Across the pond, Trump’s aggressive financial attacks against Iran are reminding Europe of Iraq and galvanizing discussions about the euro. Whereas Obama sanctioned Iran’s oil to end its nuclear program, an objective Europe shared, Trump is deploying them gratuitously and hurting European companies. Total, the first and only Western company to reenter Iran after Obama’s sanctions were lifted, had to abandon the country in 2018.
Start on the margins
For now, the European Commission will try to dent dollar oil on the margins.
The first is by launching a euro crude oil benchmark, much like Russia did in 2016 and China in 2018. These ventures have had limited success due to a lack of liquidity and general volatility, but both are still relatively young. A euro benchmark could prove different, in theory. The key is getting enough buyers, sellers, and traders to buy in.

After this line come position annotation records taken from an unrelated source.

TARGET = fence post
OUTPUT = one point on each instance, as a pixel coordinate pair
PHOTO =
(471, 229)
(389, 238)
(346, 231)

After Juncker’s statement last September, France and Germany also announced that it would develop an alternative to the SWIFT system for international payments. Once again, such a move follows in the footsteps of China and Russia. To circumvent sanctions, several Russian banks joined the China International Payments System (CIPS), or China’s version of SWIFT, in March.
These marginal measures are unlikely to change much. What would make a difference, however, is an anti-dollar alliance between Europe and China. Yet this would force Europe to compromise strategic interests for commercial ones and may not be worth it. We are seeing this same dynamic play out with Russian pipeline gas and Huawei’s 5G networks.
Watching the Gulf
If the Gulf countries were to leave the U.S. orbit and embrace an alliance with Europe and China, perhaps there might be enough political will for the industry to move beyond dollar-denominated oil. The Gulf, after all, is still home to more than 50% of global conventional oil reserves. It bears watching most closely.
The specter of such a move emerged in early April. After the U.S. Congress proposed a bill that would make OPEC members vulnerable to anti-trust lawsuits, Saudi Arabia threatened to sell its oil in non-dollar currencies. Such a move would be self-defeating, not least because Gulf countries have pegged their currencies to the dollar. Both sides are blustering, but the rift reveals that Saudi leverages dollar oil as a bargaining position.
U.S. energy coercion is causing allies and foes to imagine ways to leave the dollar, even if the industry itself has no interest in doing so. For now, Europe should continue to press for euro oil. The benefits are clear.